Nicholas Reid
Strait Men and other tales by Murray Edmond (Steele Roberts, 2015), 184 pp., $29.99
Somebody is talking about somebody else. Somebody is investigating somebody else’s life or deconstructing what somebody has written or claimed about himself. Somebody is being questioned about the accuracy of what he is saying. Somebody enters into dialogue with either archives or living human beings. So what is truth? as Pilate asked. Can we ever really know the truth of stories we hear about other people? We already know that nothing is ever reported impartially, because we are all human beings and not God. But even within the bounds of acceptable human communication, is what we hear even passably accurate? While we ponder that one, we can admire how layered human perceptions of reality are, how porous memory is, how unknowable other people and their motives are. ‘Rashomon’, we say. ‘Rosebud’, we say. If we like, we can talk about unreliable narrators, or we can go way beyond that, and say that all human communication is a form of theatrical display anyway. A species of acting out.
Murray Edmond, academic and poet, is also a man of the theatre. Strait Men and other tales consists of four short stories, but they are all longer than most short stories are. At 72 pages the title story ‘Strait Men’ is really a novella. All four stories attempt to reconstruct, at second hand, the truth about somebody, and all four stories are infused with a sense of theatricality.
In ‘The Roamer’ (which may be a pun on ‘roma’), a garrulous monologist discusses the impact upon a small New Zealand town, and especially upon its women, of an outsider who may or may not be a gypsy: ‘A mutant gene of memory. Either that, or he was a fake. That’s a possibility. An elaborate con. Perhaps driven by some need to hide his identity, or perhaps by some compulsive psychological condition.’ (p.10)
‘Room Service’ has a daughter commenting on her actor-director father’s diary, which gives a riotous and sometimes sinister account of a theatrical troupe touring in Eastern Europe and trying to put on a play about an imagined visit to New Zealand by Goethe. ‘The Last Resort’ has a young woman film scholar attempting, against covert opposition, to uncover the inviolate truth about an aged cinematographer and film director. As for the novella ‘Strait Men’, it has an editor and critic commenting on two stories written by a turbulent New Zealand literary figure, who has worked in various genres and in television. The literary figure’s two stories are themselves attempts to come to terms with other people’s lives, including the life of an actress.

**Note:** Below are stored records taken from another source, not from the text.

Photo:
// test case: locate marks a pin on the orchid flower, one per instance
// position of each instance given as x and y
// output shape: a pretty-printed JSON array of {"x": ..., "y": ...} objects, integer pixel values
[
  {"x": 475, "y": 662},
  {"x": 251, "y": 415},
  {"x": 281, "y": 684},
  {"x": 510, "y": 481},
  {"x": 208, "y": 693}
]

So each story is a quest to find the truth about another person. There are boxes within boxes within boxes in these stories. Layers of truth and perhaps layers of mystification.

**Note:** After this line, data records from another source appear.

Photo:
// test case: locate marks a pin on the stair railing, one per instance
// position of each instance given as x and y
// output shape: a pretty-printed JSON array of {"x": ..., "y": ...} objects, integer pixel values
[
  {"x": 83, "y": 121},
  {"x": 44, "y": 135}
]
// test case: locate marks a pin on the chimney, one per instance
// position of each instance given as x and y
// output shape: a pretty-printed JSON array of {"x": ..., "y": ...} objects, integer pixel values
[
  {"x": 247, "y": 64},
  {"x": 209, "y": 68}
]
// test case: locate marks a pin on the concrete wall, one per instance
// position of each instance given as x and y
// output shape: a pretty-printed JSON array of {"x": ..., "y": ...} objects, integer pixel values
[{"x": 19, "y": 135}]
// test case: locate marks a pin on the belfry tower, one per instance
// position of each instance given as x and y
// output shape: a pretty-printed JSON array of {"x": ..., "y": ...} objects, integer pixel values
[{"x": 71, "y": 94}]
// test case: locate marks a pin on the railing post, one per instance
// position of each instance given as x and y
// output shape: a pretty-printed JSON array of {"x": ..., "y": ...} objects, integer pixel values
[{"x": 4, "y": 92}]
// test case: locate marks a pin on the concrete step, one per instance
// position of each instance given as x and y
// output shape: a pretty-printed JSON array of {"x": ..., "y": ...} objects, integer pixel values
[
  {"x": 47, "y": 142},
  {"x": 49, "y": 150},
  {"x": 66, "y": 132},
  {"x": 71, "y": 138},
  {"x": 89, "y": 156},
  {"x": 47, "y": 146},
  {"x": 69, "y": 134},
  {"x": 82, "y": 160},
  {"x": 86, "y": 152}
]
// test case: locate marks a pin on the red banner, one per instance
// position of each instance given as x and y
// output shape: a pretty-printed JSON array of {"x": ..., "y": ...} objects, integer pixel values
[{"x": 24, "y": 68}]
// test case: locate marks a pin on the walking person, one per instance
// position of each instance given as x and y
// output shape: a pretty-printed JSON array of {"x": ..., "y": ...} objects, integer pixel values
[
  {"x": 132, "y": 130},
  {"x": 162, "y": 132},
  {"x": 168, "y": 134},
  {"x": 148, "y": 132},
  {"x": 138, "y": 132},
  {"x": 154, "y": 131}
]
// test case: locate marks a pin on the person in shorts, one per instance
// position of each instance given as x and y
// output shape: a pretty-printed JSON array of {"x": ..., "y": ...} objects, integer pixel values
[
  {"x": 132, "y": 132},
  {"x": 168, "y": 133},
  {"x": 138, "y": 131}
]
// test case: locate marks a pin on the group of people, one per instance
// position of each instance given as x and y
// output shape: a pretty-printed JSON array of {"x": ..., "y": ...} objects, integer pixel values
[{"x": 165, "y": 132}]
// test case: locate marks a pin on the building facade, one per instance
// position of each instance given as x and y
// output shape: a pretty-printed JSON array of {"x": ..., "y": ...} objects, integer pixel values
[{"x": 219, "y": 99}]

And there is also a lot of theatre. After all, ‘The Roamer’ is subtitled ‘Two Monologues’ and gives us the voice of the chief first-person narrator and the thoughts (I assume they are unspoken) of the man being addressed. Knowing what we eventually understand about the relationship of these two men, afterthought makes it a little improbable that the speaker would actually have to explain some things to the listener. At one point Murray Edmond resorts to having the listener think ‘Why does he keep telling me things I know?’ (p.20), which is painfully close to the old Hollywood scriptwriter’s face-saver of ‘But why am I telling you all this?’ when too much self-expository dialogue has been indulged in. The main point is that this tale is really only a whisker away from a theatrical performance. Two men talking. Or maybe one man talking and one thinking out loud (hello O’Neill’s Strange Interlude). ‘Room Service’ and ‘Strait Men’ deal directly with theatre. Most theatrical in presentation is ‘The Last Resort’. It begins with what is in effect a stage direction, or advice to a cinematographer, describing the story’s setting:
The Last Resort sits on a hill above the Village. The Village lies in a steep valley. There are mountains above the resort, treeless, bare stone slopes, very precipitous, but the road goes no further than the Resort – its gates mark the end of the way, the treeline of the landscape … (p.73)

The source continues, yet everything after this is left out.